Doctor Yun was a bit of a flirt, which put Charlotte at ease. She cradled her left arm in her right hand. She was in pain, but years of larger pains had made this one seem inconsequential. Four children, three planned, one a surprise, skin grafts and organ surgeries had made her very familiar with pain of the body, and she handled it with relaxed ease.

“It’s a minor fracture,” said Doctor Yun. He touched a wall in the office and a picture of her insides flickering into existence. Charlotte had been in enough hospitals to see the fracture easily.

“Well, it doesn’t look that bad.” she said. “Might as well wrap it up and send me off.”

“”It’s not a bad break in itself,” said Doctor Yun, “but the bone itself is trouble,” he tapped the wall and the picture zoomed in. “If you see there, the bone has tiny fissures. It’s brittle and weak.” he tapped the wall again and her records sprung to the surface. “How did you say it broke?”

Charlotte shrugged her thin shoulders. “I picked up my bag to go to work and it just snapped.”

“It looks like this is original, am I correct? You never had this bone replaced?”

“No, but I did get the myto-surgery done about sixty years ago.”

“That regenerates muscles, not on bones.”

“Well then, no, I’ve never had this replaced.”

“It’s time then. The bone is two hundred and twelve years old. I’m surprised it lasted this long.”

“I’ve always had strong bones. Is getting this it replaced difficult?”

“Not at all. In fact, I could have it grown for you and ready in a week. We could replace it in the office.”

“Sounds good. Let’s schedule for next week.” Charlotte tapped the air, summoning her personal schedule to appear.

Doctor Yun flicked his fingers over the wall, and her long medical record scrolled in the air. “Charlotte, I think you may need to consult a lawyer before we replace your bone.”

“A lawyer? Why?” asked Charlotte.

“When you replace this bone, you will have replaced over 90% of your original body with new material. That will legally make you a new person.”

“That’s impossible, Doctor Yun. My brain was never replaced.”

“No, but I see there were implants, some stimulated re-growth, cloning and replacement of cells.

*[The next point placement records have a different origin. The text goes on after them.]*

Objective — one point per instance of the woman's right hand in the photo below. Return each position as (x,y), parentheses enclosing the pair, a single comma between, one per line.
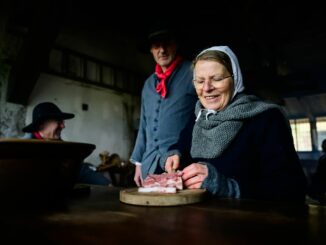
(172,163)
(137,178)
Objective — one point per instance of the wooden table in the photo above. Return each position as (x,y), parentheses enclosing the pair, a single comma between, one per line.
(100,218)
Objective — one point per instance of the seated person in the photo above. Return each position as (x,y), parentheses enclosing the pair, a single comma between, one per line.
(48,123)
(242,147)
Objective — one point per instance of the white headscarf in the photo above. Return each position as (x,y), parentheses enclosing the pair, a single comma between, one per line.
(237,75)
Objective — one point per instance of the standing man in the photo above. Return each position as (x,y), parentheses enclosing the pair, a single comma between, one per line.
(167,107)
(47,124)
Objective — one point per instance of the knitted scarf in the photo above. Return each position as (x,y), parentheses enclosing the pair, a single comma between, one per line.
(163,76)
(214,132)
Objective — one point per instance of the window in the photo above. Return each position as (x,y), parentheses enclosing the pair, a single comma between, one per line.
(321,130)
(301,134)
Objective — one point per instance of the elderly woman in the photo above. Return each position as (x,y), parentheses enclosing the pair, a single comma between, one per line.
(242,147)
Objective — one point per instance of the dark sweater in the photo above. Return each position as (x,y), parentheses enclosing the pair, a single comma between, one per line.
(263,161)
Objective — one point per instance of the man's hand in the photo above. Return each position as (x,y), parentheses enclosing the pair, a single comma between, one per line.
(172,163)
(194,175)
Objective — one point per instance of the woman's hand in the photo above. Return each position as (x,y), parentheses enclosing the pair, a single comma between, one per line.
(194,175)
(137,178)
(172,163)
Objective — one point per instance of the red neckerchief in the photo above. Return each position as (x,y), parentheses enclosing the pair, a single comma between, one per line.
(163,76)
(37,135)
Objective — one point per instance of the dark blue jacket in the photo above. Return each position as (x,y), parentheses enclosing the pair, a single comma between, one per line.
(263,161)
(163,120)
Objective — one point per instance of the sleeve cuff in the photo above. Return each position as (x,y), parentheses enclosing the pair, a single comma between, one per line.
(135,162)
(166,155)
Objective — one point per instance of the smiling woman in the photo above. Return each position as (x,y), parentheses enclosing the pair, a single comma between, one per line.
(242,147)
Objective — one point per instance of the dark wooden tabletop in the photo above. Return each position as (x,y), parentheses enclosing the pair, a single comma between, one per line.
(98,217)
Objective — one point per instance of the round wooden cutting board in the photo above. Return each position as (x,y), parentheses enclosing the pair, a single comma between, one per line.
(132,196)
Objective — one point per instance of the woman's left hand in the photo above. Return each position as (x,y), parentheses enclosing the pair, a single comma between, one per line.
(194,175)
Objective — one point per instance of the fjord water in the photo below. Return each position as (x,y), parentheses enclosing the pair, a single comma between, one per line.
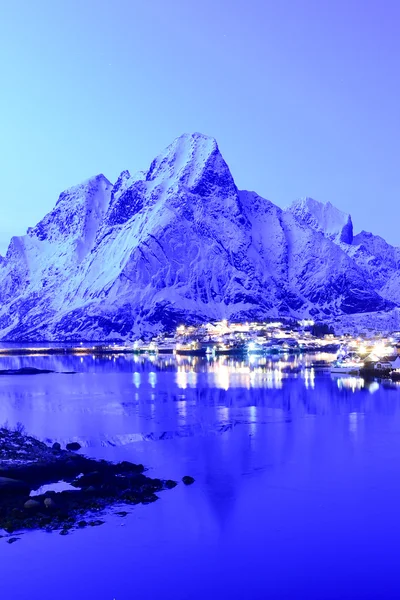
(297,491)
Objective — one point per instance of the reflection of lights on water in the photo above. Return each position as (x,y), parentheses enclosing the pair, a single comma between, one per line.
(374,387)
(152,379)
(309,378)
(223,412)
(181,378)
(182,408)
(253,422)
(354,421)
(222,378)
(350,383)
(192,378)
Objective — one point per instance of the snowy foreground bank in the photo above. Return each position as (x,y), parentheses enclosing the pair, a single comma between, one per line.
(31,472)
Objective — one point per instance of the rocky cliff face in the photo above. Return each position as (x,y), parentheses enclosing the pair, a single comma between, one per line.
(180,243)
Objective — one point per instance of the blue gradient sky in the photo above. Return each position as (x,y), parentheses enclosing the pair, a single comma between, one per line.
(303,97)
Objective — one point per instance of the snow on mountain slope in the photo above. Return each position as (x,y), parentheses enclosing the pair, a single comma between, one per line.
(325,218)
(177,243)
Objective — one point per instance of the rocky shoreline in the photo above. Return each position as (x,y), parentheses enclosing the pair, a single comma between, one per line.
(27,464)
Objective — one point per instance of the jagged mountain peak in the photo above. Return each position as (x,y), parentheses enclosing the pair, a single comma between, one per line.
(188,160)
(324,217)
(179,243)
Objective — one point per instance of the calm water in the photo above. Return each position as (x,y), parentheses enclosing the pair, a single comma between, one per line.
(297,491)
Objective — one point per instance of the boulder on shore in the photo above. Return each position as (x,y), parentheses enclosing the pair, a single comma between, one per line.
(73,446)
(13,486)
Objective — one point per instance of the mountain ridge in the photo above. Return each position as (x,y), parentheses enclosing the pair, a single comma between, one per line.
(180,243)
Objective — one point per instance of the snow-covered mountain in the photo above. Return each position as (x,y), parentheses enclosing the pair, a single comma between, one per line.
(180,243)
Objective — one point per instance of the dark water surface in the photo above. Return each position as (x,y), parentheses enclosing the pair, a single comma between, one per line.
(297,491)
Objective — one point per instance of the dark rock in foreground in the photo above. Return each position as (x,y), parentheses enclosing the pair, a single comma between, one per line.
(24,371)
(73,446)
(26,464)
(187,480)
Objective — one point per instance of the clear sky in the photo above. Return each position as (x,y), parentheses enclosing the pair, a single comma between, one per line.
(303,97)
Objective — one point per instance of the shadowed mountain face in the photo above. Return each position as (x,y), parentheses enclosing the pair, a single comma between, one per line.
(180,243)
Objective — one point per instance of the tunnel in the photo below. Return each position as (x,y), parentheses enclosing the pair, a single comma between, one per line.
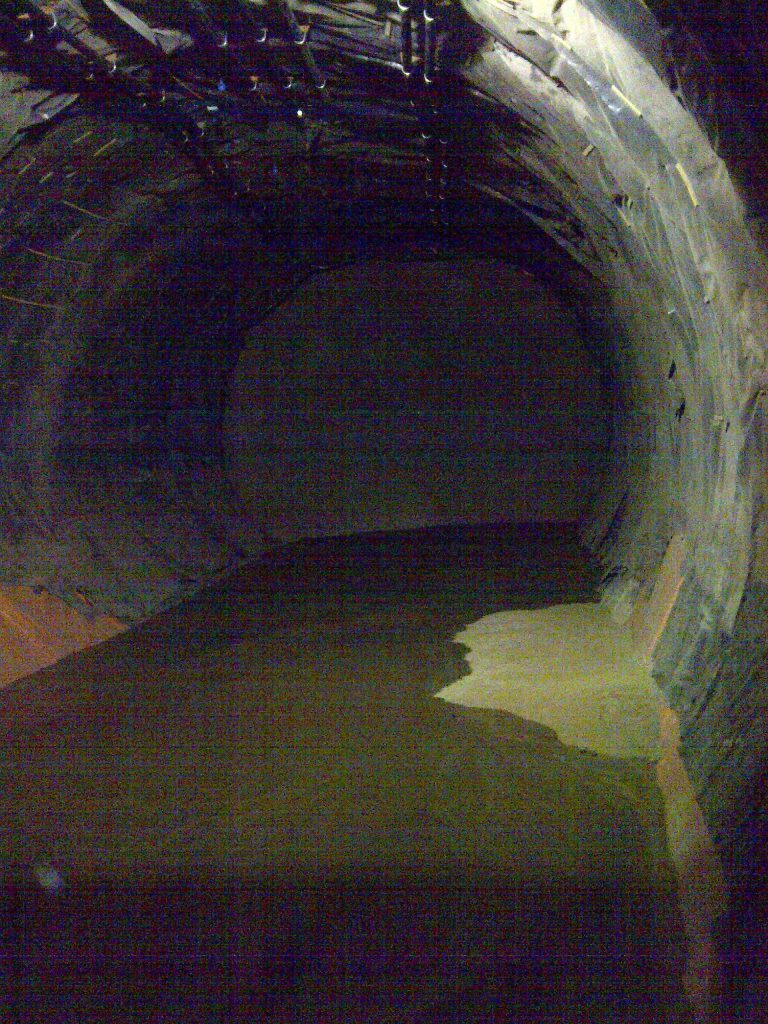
(323,323)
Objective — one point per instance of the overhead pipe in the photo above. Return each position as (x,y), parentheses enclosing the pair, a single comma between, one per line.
(299,37)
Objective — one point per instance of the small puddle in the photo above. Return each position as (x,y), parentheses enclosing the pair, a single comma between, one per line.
(573,670)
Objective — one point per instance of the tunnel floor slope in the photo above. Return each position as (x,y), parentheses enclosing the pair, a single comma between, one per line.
(253,807)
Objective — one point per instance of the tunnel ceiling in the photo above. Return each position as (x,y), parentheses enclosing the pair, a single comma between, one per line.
(593,142)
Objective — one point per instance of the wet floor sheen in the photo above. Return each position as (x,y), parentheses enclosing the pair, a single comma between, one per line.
(253,807)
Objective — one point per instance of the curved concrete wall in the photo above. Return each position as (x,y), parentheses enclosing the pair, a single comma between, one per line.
(579,118)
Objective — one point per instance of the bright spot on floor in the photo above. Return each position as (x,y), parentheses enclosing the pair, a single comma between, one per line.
(568,667)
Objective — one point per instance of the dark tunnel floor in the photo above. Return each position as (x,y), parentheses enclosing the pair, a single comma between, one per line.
(251,807)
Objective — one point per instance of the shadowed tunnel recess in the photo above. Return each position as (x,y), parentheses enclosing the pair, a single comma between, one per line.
(172,174)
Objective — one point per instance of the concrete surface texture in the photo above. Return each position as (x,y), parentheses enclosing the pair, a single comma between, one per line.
(569,668)
(255,802)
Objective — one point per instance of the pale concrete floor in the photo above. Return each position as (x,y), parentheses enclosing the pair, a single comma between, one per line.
(253,807)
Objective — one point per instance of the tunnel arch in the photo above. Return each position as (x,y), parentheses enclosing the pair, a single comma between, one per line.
(591,141)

Over time, we replaced quite a bit. It wasn’t all at once, of course, but overtime, you do not have the brain that you started life with, Charlotte.”

“Wait, are you saying the law will consider me dead?”

“Since over 90% of you will have been discarded, yes. Charlotte will be dead in the eyes of the law.”

“I am a contiguous person! I remember my childhood, I don’t-“

Doctor Yun touched her knee gently. “Charlotte, it’s not a judgment. All it means is that you need to make up a will stating that you will inherit what’s yours.”

“Oh, I hardly think that’s necessary. Who would claim my things?”

“Life is long, Charlotte. People change. I had a man in here who lost everything to his first born son. Make a will, for your own peace of mind.”

“So, essentially, my broken arm is willing my estate to the rest of me?”


Charlotte cradled her arm as she stood. “Alright, broken arm. Let’s you and me go see the family lawyer about my inheritance.”